Middle school students can greatly benefit from engaging in STEM summer camps. These camps provide an enriching environment where participants can explore various STEM fields, cultivate their interests, and develop essential skills. These hands-on experiments, interactive projects and team activities not only prepare students for advanced placement (AP) courses but also enrich your college applications and boost your shot at getting into future research programs!

Below, we've curated a selection of 10 STEM summer camps tailored specifically for middle school students, offering them an exciting pathway to discovery and growth in the world of STEM.

1. MSM Steam Academy (Morehouse School of Medicine)

Throughout this comprehensive four-week program, you will immerse themselves in a diverse range of engaging activities spanning engineering/technology and exploratory studies.  In addition to these focal areas, you will delve into the realm of mobile application development with a specific emphasis on health science.

Incorporating both fundamental academic content and thematic programming, the curriculum encompasses subjects ranging from engineering/technology to health and wellness, satisfying extracurricular educational needs. You will also actively engage in inquiry-based activities designed to reinforce the program's curriculum and establish connections to real-world applications.

Note : All materials (application and supplemental) must be received by the application closing date by 5 pm. 

Location : Atlanta, GA (Morehouse University)

Dates : June 3-28

Cost : $800

Eligibility : Rising 5-8th graders

Deadline : Rolling

2. The University of Texas at Dallas Coding Camps

At the University of Texas at Dallas Coding Camps, you'll discover the dynamic fusion of mathematical principles and computer programming. With platforms like Scratch and JavaScript, you'll witness how abstract math concepts come alive in the digital realm.  From exploring angles and 3D space to working with random numbers and recursion, students will immerse themselves in a diverse array of mathematical ideas.

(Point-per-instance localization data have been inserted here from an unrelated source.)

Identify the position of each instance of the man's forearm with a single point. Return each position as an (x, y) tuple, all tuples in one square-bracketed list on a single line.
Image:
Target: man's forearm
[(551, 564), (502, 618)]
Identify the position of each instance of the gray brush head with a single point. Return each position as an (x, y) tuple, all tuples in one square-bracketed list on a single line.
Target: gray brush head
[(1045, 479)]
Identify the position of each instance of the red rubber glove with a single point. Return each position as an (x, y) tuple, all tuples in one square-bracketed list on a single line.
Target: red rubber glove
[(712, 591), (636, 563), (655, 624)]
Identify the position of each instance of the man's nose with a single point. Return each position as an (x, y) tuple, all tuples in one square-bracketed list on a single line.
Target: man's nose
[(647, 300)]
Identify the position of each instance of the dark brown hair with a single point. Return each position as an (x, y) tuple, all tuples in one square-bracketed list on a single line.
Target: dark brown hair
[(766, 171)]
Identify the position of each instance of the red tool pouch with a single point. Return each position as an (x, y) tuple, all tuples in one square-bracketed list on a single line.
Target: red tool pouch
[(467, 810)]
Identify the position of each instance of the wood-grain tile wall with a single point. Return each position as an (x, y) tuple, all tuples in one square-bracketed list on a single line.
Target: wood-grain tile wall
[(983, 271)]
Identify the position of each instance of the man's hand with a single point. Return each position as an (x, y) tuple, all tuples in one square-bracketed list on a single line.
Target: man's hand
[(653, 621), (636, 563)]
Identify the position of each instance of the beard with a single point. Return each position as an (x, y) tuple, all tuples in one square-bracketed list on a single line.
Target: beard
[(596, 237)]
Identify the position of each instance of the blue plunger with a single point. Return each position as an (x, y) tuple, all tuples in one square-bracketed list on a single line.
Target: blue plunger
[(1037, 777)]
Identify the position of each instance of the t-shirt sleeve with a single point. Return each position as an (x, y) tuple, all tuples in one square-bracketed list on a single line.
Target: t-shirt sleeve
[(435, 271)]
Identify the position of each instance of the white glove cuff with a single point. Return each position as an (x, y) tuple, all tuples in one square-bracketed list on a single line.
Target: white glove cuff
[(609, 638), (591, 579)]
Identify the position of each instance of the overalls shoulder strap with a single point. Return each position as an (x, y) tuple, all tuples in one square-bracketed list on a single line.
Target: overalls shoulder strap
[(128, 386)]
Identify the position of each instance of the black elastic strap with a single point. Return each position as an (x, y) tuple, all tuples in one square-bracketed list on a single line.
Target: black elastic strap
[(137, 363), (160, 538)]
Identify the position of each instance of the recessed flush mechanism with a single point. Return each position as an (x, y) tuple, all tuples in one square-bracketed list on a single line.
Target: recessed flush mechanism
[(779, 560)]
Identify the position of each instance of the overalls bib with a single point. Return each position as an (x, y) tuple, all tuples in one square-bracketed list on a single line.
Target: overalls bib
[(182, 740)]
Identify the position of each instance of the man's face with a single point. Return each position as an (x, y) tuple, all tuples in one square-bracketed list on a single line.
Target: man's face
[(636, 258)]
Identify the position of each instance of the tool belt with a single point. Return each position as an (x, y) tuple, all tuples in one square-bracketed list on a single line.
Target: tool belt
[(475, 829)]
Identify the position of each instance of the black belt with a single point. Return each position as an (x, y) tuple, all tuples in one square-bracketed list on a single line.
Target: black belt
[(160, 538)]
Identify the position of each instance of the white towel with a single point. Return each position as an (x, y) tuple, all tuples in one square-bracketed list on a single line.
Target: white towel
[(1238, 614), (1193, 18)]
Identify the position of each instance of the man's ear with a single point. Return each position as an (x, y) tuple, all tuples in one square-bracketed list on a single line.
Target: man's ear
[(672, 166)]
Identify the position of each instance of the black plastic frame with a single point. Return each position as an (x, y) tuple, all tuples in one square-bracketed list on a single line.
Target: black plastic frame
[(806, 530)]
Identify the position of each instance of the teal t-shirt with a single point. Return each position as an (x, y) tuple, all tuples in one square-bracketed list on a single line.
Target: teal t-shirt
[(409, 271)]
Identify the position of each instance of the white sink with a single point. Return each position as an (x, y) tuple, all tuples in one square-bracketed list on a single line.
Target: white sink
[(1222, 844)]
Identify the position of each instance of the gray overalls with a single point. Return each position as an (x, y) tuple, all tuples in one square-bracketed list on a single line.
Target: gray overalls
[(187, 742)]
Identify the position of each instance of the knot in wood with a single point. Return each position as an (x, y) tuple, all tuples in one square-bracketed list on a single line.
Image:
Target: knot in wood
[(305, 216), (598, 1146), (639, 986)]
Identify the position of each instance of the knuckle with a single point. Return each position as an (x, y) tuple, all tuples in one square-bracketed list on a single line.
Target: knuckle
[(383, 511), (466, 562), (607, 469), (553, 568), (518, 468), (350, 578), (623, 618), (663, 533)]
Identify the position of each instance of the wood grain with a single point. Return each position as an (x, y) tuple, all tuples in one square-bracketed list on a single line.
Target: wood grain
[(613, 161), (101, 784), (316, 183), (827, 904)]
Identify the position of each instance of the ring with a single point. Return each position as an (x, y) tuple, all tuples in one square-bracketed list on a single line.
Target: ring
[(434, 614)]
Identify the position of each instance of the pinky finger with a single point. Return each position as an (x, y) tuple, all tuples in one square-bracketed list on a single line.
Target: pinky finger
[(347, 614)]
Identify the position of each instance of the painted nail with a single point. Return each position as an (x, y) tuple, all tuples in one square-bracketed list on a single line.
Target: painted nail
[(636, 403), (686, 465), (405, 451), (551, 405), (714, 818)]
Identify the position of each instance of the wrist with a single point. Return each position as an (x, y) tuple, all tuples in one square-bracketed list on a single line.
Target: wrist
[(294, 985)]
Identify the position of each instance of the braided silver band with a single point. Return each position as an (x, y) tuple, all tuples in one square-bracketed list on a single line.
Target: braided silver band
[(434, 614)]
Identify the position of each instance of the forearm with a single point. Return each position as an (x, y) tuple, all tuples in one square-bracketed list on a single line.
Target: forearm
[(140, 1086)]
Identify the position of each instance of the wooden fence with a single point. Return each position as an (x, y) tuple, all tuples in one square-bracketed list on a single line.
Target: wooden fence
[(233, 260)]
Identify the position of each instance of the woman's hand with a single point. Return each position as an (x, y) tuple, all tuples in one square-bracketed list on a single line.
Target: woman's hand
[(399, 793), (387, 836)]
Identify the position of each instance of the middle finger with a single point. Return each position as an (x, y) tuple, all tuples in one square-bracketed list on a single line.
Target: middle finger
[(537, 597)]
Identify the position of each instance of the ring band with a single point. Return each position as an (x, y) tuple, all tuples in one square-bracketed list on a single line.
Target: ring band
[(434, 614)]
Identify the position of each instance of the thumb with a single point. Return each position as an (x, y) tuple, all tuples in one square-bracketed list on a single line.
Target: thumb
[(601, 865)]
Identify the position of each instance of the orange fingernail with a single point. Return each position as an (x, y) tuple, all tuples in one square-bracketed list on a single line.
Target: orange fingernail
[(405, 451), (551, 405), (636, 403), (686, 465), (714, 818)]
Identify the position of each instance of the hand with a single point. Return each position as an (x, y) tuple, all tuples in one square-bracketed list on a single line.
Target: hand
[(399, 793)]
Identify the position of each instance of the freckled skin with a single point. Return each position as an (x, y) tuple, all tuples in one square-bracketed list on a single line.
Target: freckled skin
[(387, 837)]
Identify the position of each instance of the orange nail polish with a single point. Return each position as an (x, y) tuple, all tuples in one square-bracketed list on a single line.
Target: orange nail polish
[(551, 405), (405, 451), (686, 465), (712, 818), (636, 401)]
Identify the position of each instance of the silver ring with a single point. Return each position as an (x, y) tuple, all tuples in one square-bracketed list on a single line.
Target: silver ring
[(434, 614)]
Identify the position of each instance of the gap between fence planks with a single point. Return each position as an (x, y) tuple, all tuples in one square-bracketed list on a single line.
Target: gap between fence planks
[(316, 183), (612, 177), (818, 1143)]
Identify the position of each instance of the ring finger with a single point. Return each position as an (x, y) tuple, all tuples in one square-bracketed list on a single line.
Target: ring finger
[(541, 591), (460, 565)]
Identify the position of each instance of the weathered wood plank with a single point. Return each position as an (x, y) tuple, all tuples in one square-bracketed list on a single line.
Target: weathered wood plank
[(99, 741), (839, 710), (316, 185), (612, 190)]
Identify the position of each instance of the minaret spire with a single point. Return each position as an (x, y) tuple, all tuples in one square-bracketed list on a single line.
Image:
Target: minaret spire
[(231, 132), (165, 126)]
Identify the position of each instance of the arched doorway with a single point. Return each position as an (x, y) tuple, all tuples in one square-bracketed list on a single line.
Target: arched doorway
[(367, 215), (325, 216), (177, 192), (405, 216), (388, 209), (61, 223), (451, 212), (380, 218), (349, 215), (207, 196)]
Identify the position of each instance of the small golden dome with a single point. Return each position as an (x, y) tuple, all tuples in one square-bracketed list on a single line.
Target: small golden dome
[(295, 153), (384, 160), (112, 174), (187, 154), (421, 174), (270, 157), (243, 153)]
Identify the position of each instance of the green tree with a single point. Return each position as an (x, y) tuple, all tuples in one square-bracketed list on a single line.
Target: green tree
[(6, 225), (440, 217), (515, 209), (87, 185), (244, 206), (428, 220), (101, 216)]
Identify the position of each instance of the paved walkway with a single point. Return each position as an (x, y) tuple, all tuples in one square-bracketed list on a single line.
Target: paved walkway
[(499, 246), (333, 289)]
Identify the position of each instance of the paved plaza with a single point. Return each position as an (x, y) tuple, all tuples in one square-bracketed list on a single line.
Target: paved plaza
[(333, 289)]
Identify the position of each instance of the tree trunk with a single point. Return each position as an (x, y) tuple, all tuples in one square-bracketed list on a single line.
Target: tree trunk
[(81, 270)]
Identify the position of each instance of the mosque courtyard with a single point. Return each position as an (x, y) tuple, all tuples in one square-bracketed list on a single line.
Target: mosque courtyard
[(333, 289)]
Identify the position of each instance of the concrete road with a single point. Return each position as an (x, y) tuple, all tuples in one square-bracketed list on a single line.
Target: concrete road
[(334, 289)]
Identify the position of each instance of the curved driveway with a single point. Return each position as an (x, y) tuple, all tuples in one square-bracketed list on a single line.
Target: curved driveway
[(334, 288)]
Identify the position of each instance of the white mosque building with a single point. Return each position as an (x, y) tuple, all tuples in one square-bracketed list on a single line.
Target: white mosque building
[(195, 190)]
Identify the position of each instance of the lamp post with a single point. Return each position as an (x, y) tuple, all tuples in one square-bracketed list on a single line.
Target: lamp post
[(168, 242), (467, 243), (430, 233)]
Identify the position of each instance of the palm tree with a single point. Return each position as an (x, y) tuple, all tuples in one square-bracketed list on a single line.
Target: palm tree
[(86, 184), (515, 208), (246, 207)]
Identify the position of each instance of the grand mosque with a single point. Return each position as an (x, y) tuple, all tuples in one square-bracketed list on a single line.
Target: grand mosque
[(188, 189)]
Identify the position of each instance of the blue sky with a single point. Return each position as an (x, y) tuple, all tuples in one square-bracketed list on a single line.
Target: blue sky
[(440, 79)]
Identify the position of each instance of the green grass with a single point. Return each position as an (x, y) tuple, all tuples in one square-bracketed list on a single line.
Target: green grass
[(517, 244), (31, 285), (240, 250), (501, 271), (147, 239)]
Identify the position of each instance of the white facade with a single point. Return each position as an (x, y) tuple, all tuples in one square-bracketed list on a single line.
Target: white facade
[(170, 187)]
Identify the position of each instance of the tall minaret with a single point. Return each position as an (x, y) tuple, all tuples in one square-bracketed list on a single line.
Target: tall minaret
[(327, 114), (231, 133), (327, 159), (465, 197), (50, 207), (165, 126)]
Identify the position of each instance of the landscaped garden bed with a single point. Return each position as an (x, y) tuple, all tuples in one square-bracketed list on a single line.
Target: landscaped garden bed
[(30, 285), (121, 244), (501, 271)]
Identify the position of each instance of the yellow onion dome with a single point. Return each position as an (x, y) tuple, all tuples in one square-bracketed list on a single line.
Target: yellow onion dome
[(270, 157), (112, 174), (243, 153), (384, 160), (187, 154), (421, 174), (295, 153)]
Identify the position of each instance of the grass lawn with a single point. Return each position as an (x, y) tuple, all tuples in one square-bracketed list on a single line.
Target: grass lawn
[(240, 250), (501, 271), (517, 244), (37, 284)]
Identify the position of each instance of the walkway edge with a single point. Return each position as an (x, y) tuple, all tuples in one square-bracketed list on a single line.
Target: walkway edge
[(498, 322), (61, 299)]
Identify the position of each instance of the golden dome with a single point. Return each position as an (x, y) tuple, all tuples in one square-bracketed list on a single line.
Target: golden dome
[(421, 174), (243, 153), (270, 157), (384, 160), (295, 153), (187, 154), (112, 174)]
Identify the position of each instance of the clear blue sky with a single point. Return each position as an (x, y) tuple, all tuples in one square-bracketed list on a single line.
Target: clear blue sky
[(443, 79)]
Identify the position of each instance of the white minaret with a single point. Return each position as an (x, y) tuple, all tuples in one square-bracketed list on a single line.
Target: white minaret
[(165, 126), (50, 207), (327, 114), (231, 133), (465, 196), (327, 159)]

A standout offering is the "Bring Math to Life!" camp, where participants embark on a journey to leverage programming for grasping geometry, object manipulation, sequence patterns, and recursive structures in an enjoyable week-long experience. Moreover, the "Modding with Minecraft" camp transports students into the beloved Minecraft universe, empowering them to craft mods using programming fundamentals.

For beginners, the camp provides an accessible entry point with the "Enjoyable Coding with Alice" segment. Through the Alice programming environment's intuitive drag-and-drop interface, participants delve into 3D animation and game development, bypassing the complexities of syntax errors. This segment caters especially to newcomers, furnishing a robust groundwork in programming principles in a user-friendly manner.

Location : Virtual

Dates : Weekly camps from June 3, 2024 - August 2, 2024

Cost : $150

Eligibility : Students aged 11-14 are eligible

Deadline : Enrollment is open until the Wednesday prior to the start date of the week’s camps.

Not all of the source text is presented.